The majority of the areas accessible to the public are located on the west side of the building, while the back of house and administrative areas are on the east side. The public programming is designed so visitors flow fluidly along a single trajectory through the gallery space and down to the next level, without accidentally ending up in the back of house area.
Within the Museum are three open, light filled voids that span all three levels. These spaces are used to display artefacts, while being specifically designed to facilitate the stack effect. These voided spaces provide spacious gathering spots that often offer views beyond the walls of the building. Compressive spaces lead visitors through the museum, and occur in moments such as the main stair from the lobby to the top gallery level, as well as the tiered, climate controlled gallery spaces that encircle the St. Roch. These spaces are illuminated artificially in contrast to the naturally illuminated void spaces.

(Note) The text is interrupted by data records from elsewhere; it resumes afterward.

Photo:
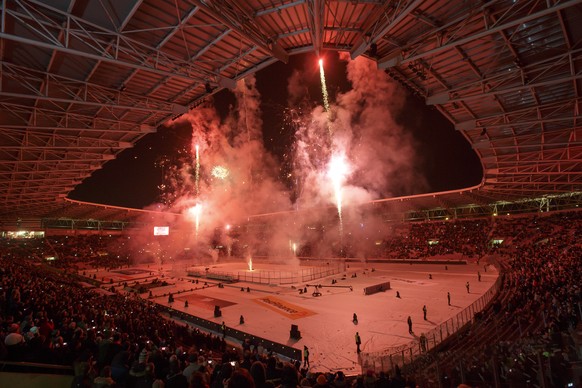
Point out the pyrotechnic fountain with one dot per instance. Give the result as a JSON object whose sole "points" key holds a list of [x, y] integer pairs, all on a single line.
{"points": [[337, 171], [196, 211], [197, 170], [325, 95]]}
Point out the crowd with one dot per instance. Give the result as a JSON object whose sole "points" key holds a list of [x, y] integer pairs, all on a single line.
{"points": [[530, 333], [46, 316]]}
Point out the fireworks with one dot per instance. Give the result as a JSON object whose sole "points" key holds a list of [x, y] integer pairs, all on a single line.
{"points": [[220, 172], [196, 211], [197, 170], [324, 93], [338, 171]]}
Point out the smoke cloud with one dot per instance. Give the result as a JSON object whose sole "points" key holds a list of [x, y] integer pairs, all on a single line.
{"points": [[237, 180]]}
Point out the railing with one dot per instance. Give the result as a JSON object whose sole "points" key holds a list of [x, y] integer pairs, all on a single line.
{"points": [[302, 275], [389, 358]]}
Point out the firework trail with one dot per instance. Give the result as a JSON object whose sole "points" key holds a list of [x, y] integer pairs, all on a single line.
{"points": [[338, 171], [325, 95], [196, 211], [197, 170]]}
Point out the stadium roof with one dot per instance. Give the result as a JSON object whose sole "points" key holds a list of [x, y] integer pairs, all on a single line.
{"points": [[80, 81]]}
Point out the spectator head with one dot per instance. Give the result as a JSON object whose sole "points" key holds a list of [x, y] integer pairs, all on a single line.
{"points": [[241, 378], [321, 381], [289, 375], [258, 373]]}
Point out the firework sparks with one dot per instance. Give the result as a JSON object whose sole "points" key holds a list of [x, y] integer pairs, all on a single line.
{"points": [[338, 171], [220, 172], [324, 93], [196, 212], [197, 170]]}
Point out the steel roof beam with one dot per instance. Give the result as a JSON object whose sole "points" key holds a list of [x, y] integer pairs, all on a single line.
{"points": [[276, 8], [502, 24], [391, 14], [99, 43], [237, 19], [445, 98], [315, 12]]}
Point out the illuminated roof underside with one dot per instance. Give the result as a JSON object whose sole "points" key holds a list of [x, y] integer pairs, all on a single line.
{"points": [[83, 80]]}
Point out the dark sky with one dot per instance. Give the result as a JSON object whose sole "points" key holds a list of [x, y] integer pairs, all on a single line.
{"points": [[131, 180]]}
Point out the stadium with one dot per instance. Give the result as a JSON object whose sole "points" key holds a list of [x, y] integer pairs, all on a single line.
{"points": [[295, 234]]}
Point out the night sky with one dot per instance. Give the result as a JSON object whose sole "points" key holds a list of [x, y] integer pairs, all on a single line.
{"points": [[446, 158]]}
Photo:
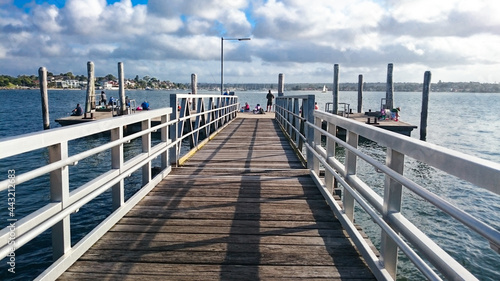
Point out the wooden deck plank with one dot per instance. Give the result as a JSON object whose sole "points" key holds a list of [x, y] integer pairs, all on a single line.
{"points": [[242, 208]]}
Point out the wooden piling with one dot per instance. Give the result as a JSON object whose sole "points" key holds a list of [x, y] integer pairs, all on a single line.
{"points": [[121, 89], [42, 76], [335, 88], [90, 101], [360, 93], [194, 84], [389, 94], [425, 105], [281, 84]]}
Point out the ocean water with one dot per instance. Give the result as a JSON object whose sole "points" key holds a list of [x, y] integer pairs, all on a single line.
{"points": [[466, 122]]}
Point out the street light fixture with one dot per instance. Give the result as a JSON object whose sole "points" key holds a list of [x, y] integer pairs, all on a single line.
{"points": [[222, 59]]}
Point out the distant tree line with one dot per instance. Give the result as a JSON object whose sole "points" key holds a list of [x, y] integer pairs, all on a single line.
{"points": [[32, 81]]}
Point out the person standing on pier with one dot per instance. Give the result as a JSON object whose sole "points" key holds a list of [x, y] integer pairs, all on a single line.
{"points": [[103, 98], [270, 98]]}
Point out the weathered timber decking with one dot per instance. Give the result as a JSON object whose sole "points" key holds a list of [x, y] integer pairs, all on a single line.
{"points": [[242, 208]]}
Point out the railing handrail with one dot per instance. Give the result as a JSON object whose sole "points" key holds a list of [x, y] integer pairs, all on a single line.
{"points": [[218, 113], [483, 173]]}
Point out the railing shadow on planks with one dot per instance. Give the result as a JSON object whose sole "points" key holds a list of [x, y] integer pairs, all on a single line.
{"points": [[197, 119], [304, 128]]}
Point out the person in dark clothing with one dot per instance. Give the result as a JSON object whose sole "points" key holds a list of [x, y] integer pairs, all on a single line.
{"points": [[77, 111]]}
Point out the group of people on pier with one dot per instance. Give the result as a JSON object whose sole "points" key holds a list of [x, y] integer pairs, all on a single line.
{"points": [[258, 109]]}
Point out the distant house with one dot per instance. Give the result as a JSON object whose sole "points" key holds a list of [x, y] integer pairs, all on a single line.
{"points": [[70, 84], [129, 84], [109, 85]]}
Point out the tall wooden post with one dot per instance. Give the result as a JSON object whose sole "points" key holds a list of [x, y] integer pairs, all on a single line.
{"points": [[42, 77], [360, 93], [389, 94], [90, 101], [121, 89], [194, 84], [335, 89], [281, 84], [425, 105]]}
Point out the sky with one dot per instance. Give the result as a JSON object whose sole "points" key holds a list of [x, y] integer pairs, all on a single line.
{"points": [[457, 40]]}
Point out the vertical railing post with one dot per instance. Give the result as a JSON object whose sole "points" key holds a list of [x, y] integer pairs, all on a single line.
{"points": [[289, 108], [309, 132], [146, 148], [42, 72], [330, 153], [425, 105], [392, 204], [173, 155], [350, 166], [360, 93], [117, 163], [164, 139], [59, 192], [335, 89], [389, 94], [296, 111], [317, 142]]}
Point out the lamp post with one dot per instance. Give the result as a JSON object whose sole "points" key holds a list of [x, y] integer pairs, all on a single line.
{"points": [[222, 59]]}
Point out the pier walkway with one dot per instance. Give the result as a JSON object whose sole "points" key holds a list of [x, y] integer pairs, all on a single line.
{"points": [[203, 192], [243, 207]]}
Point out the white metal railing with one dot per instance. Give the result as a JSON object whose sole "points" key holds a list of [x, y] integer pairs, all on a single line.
{"points": [[307, 126], [208, 114]]}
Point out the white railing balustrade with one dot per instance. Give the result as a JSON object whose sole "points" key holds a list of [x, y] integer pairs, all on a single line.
{"points": [[197, 118], [302, 124]]}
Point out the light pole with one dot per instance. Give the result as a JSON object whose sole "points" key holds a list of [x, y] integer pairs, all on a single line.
{"points": [[222, 59]]}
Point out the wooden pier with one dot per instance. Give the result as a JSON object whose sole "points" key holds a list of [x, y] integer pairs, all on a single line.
{"points": [[242, 208]]}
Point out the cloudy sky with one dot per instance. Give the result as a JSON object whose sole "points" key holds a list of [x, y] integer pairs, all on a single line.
{"points": [[457, 40]]}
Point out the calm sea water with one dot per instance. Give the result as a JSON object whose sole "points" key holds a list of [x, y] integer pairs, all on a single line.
{"points": [[467, 122]]}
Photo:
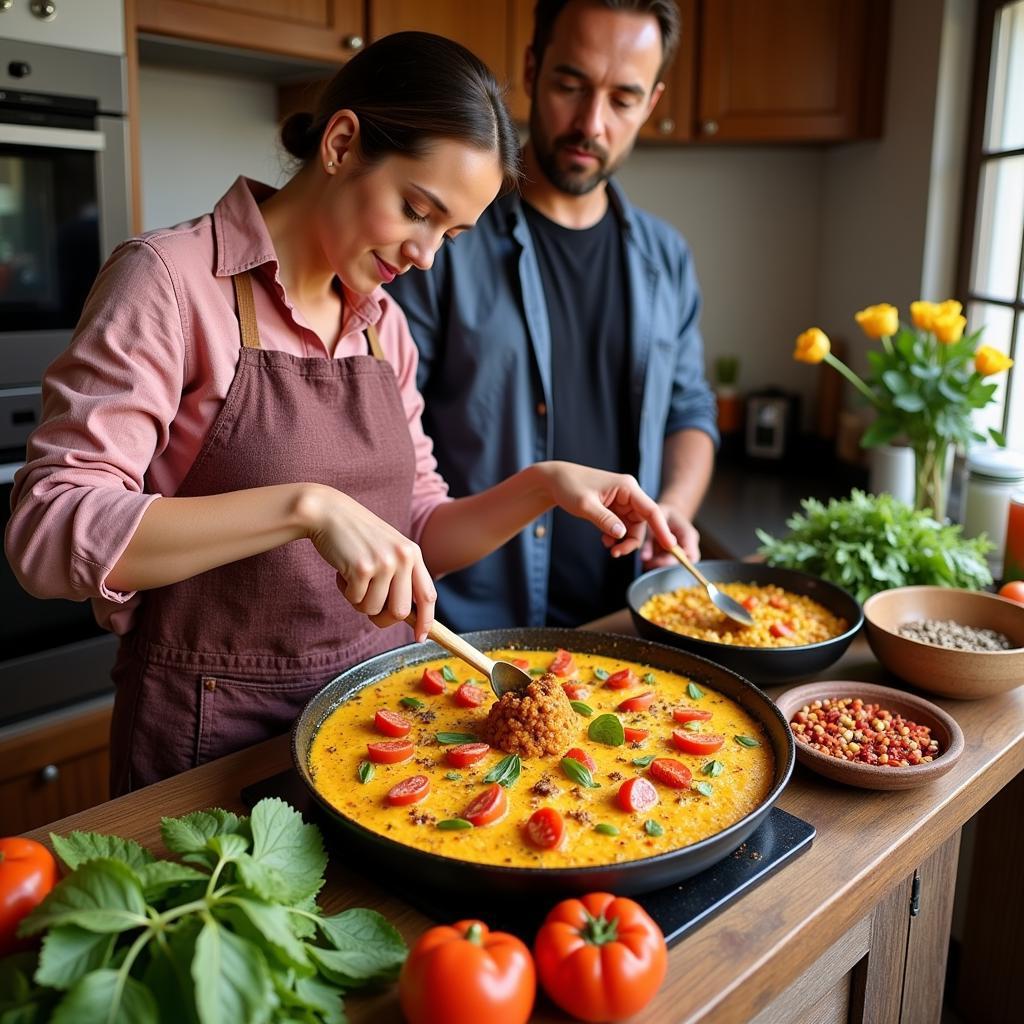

The siting of the museum engages visitors and the public by directly interacting with the seawall that circles the site. The main portion of the seawall sweeps visitors up to the main entrance, while the forked, more scenic route along the shoreline offers moments to stand below the sloped, outwardly projected glazing and experience the grandeur of the St. Roch. The public may also relax upon the patio outside of the canoe carving studio, or climb the stairs to the rooftop and enjoy the views of the artefacts inside the museum. The siting also engages visitors by offering views out to sea, providing context for the nautical artefacts on display. This space allows the public to engage with the site around the clock, regardless of whether the museum is open or closed.
This structure aims to achieve BC Energy Step Code Level 3 through an enclosure first approach. To achieve this, the wall, roof and foundation assemblies are designed to reach prescribed r-values, and do this by increasing the depth of rigid insulation.